Eis a questão que se põe:
Como fica a incidência, ou não, do
imposto de renda quando da atribuição de valores, pelas partes,
aos bens do monte partilhável nas transmissões decorrentes da sucessão “causa
mortis”?
Tivemos a oportunidade de tratar do tema quando da elaboração da
obra recém editada pela Revista dos Tribunais, em co-autoria com os ilustres
profissionais do Direito, Dra. Karin Regina Rick Rosa, competente professora e
assessora jurídica do Conselho Federal do Colégio Notarial do Brasil, a quem
atribuo todos os méritos pelo lançamento em tempo recorde, Dr. Francisco José
Cahali, ilustre professor e advogado e o Dr. Paulo Roberto Gaiger Ferreira,
notável tabelião de notas [1].
Nesta oportunidade, reafirmando o já dito antes, manifesto-me nos
seguintes termos:
Na transferência de direito de propriedade por sucessão, nos casos
de herança, legado, ou por doação em adiantamento da legítima, os bens e
direitos poderão ser avaliados a valor de mercado ou pelo valor constante da
declaração de bens do de cujus ou do doador, a critério do(s)
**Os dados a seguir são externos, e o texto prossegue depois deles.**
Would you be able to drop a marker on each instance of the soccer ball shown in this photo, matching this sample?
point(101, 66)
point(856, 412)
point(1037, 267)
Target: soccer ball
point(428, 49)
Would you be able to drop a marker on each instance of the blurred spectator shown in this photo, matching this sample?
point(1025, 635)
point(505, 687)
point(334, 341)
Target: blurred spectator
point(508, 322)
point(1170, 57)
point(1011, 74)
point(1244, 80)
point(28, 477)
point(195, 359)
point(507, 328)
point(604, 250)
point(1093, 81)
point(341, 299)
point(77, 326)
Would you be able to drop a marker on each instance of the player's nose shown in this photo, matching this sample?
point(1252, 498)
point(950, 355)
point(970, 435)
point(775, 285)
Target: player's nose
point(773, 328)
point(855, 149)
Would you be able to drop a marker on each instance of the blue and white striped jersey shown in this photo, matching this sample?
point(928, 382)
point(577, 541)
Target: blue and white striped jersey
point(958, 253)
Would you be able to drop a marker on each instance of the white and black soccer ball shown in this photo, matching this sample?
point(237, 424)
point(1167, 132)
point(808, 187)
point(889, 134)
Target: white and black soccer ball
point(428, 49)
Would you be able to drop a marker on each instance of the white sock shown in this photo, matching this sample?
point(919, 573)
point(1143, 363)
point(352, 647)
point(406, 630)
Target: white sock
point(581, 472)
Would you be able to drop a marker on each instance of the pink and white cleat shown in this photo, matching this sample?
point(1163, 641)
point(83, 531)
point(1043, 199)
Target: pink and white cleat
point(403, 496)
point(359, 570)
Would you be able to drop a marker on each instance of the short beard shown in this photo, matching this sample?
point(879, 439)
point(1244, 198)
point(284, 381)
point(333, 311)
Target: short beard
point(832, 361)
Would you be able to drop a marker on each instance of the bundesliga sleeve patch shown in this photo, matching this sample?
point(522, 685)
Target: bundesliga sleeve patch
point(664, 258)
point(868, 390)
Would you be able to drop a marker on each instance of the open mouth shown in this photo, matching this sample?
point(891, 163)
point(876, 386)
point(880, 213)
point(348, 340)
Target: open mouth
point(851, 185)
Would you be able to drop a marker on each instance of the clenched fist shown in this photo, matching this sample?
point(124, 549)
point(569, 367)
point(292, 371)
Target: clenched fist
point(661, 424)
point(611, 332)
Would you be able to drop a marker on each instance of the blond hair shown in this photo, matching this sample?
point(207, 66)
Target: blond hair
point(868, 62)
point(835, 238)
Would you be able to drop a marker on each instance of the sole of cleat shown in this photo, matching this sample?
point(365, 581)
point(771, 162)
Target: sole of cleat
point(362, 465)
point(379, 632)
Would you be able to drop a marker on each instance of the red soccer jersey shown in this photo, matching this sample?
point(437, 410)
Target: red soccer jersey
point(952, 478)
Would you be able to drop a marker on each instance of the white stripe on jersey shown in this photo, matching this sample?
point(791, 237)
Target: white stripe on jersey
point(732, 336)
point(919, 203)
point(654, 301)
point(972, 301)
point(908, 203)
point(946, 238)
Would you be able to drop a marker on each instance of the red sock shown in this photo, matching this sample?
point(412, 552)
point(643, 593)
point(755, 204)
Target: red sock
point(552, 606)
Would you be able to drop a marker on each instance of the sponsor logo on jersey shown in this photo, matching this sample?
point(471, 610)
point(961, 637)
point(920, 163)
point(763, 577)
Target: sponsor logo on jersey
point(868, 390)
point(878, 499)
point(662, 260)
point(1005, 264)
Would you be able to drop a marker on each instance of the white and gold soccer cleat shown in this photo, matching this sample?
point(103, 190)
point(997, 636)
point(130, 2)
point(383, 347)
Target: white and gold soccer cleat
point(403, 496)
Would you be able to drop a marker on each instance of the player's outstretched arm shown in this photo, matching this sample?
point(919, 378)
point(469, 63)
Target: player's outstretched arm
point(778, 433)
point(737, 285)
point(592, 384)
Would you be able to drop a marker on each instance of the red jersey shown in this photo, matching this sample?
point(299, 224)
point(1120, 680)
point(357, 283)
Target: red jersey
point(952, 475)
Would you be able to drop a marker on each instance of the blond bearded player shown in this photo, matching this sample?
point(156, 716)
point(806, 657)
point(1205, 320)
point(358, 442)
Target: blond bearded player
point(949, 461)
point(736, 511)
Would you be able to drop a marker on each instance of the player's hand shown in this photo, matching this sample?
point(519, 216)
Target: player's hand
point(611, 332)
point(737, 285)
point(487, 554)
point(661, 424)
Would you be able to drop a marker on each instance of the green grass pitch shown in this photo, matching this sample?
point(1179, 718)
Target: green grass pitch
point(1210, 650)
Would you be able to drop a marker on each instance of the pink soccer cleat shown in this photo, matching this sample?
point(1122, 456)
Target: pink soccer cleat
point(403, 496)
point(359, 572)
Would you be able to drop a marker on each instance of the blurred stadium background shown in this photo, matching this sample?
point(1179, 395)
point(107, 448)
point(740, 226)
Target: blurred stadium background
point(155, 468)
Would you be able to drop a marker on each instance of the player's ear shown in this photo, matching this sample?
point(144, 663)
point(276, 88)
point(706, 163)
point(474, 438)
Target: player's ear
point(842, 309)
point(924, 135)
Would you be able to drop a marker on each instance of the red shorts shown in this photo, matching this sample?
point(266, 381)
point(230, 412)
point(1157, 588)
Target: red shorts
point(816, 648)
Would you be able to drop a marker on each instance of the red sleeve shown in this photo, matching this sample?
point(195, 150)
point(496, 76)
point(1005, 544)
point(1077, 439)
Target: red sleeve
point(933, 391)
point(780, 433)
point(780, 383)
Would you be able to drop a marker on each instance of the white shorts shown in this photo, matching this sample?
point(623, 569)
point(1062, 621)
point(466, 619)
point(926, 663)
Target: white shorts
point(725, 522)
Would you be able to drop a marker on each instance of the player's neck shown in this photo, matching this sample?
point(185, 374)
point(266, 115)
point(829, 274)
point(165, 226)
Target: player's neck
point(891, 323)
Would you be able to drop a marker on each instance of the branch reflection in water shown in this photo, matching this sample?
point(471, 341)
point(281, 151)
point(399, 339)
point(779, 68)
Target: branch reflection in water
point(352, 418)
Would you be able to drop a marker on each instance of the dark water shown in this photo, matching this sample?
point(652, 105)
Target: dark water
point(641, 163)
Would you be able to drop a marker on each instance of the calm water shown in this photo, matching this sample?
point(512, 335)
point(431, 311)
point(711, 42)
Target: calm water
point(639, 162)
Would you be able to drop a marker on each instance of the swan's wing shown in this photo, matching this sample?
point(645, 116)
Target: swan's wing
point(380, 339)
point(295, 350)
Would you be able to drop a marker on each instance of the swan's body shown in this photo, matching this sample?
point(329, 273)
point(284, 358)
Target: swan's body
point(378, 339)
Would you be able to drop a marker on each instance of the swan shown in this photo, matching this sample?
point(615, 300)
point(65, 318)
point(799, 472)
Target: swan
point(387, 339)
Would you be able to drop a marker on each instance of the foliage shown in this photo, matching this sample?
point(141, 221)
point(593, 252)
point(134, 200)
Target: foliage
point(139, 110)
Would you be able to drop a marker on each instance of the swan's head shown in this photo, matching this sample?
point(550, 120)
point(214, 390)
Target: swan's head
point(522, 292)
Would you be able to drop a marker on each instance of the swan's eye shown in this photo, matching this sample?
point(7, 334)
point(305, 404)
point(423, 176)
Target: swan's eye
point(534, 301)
herdeiro(s), legatário(s) ou donatário(s), conforme previsão legal, vigente
entre nós desde 1997, quando da edição da Lei nº 9.532/97 (art. 23, § 1º).
Se a transferência for efetuada a valor de mercado, a diferença a
maior entre este e o valor pelo qual constavam da declaração de bens do de
cujus ou do doador sujeitar-se-á à incidência do IRPF sobre ganhos de
capital na alienação de bens e direitos [2].
Está positivado na legislação atualmente em vigor, que, para os
efeitos de apuração de ganho de capital auferido na alienação de bens e
direitos nas hipóteses em comento, será considerado como custo de aquisição o
valor pelo qual houverem sido transferidos e a diferença positiva entre este
valor e o que constar da declaração do de cujus ou do doador será tomada
como base de cálculo do tributo, sobre a qual é de ser aplicada a alíquota de
15% (quinze por cento).
As disposições acima referidas aplicam-se, diga-se de passo, também,
aos bens ou direitos atribuídos a cada cônjuge, na hipótese de dissolução da
sociedade conjugal ou da unidade familiar.
Depreende-se de tais disposições legais, então, que as partes
devem, ao atribuir os valores aos bens a serem partilhados, atentar para a
questão tributária relacionada com a incidência do IR, caso haja diferença
positiva entre o valor atribuído e o que consta da declaração do de cujus,
nos casos de alienação decorrente da sucessão causa mortis.
Cumpre-me lembrar, contudo, que o art. 18 da Lei nº 7.713, de
1988, consagra o direito adquirido à redução da base de cálculo de incidência
do imposto aos alienantes que tenham adquirido o bem alienado até 31.12.1988.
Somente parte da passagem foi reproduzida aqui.